The Boards of Directors of MaxLinear and Silicon Motion have unanimously
approved the Merger and the Merger Agreement. The transaction is subject to
customary closing conditions, including the absence of certain legal
impediments, the expiration or termination of the required waiting periods under
the Hart-Scott-Rodino Antitrust Improvements Act of 1976, as amended and
antitrust clearance from the People's Republic of China's State Administration
for Market Regulation, the effectiveness of a registration statement on Form S-4
registering the shares of MaxLinear Common Stock to be issued in connection with
the Merger, and approval by the holders of a two-thirds of the outstanding
shares of Silicon Motion Stock. The transaction is not subject to any financing
condition.
The Merger Agreement contains customary representations, warranties and
covenants of MaxLinear, Silicon Motion and Merger Sub, including, (i) covenants
by Silicon Motion concerning the conduct of its business in the ordinary course
of business during the interim period between the execution of the Merger
Agreement and the Closing, (ii) covenants by MaxLinear concerning the conduct of
its business in the ordinary course of business during the interim period
between the execution of the Merger Agreement and the Closing, (iii) a covenant
by Silicon Motion that, subject to certain exceptions, the Board of Directors of
Silicon Motion will recommend to its shareholders the adoption of the Merger
Agreement, and (iv) a covenant that Silicon Motion will not solicit, initiate,
or knowingly assist, facilitate or encourage the making of an inquiry, offer or
proposal that constitutes or would be reasonably expected to lead to a Competing
Proposal (as defined in the Merger Agreement).

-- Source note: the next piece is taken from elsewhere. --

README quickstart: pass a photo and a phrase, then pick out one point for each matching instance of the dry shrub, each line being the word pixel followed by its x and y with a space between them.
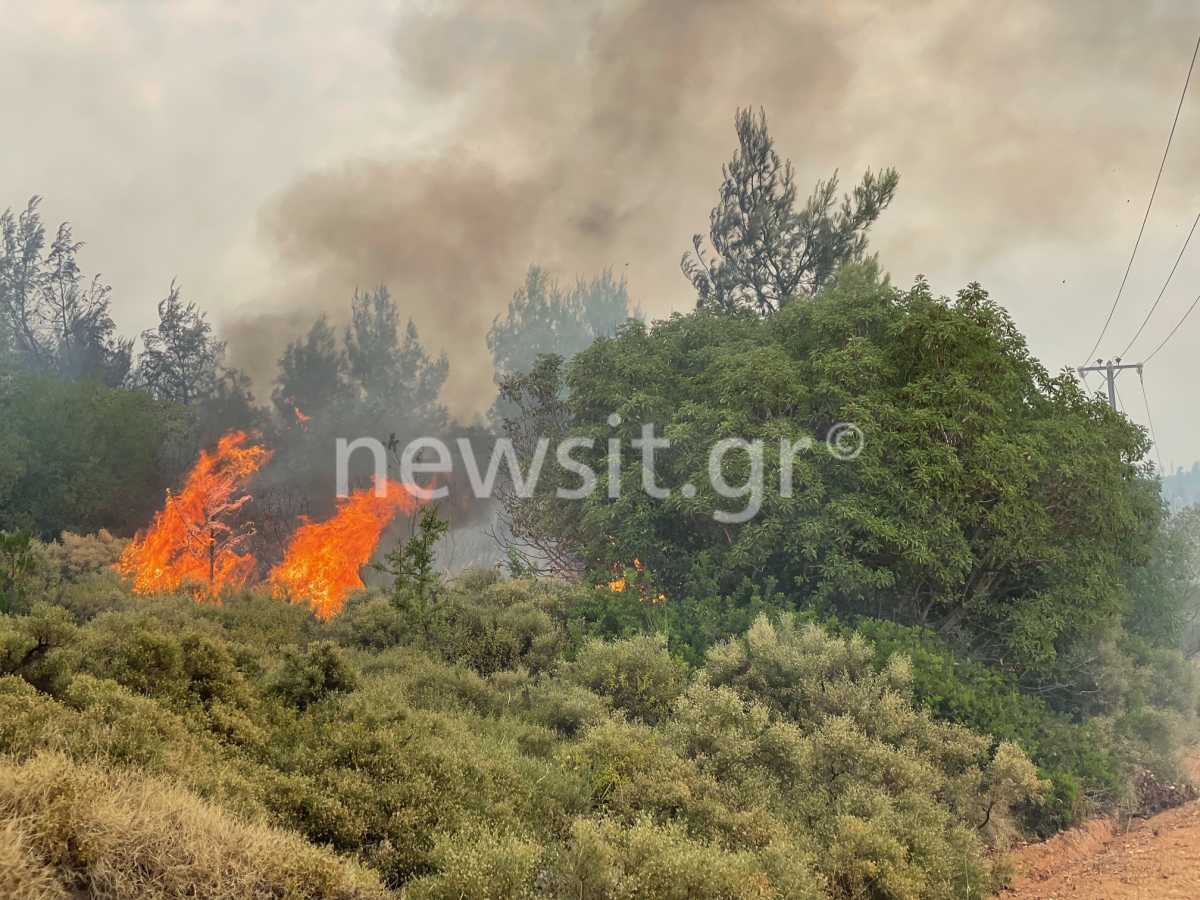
pixel 77 555
pixel 124 837
pixel 23 876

The Merger Agreement contains certain termination rights for both MaxLinear and
Silicon Motion and provides that upon termination of the Merger Agreement under
specified circumstances (including termination by Silicon Motion to accept a
superior proposal), Silicon Motion may be required to pay MaxLinear a
termination fee of $132.0 milllion. The Merger Agreement further provides that
if the Merger Agreement is terminated for failure to obtain required antitrust
approvals, MaxLinear may be required to pay Silicon Motion a termination fee of
$160.0 million.
The foregoing description of the Merger Agreement and the transactions
contemplated thereby does not purport to be complete and is qualified in its
entirety by reference to the Merger Agreement, which is attached hereto as
Exhibit 2.1. We encourage you to read the Merger Agreement for a more complete
understanding of the transaction. The Merger Agreement has been attached as an
exhibit to this report to provide investors and security holders with
information regarding its terms. The Merger Agreement is not intended to provide
any factual information about Silicon Motion, MaxLinear or Merger Sub.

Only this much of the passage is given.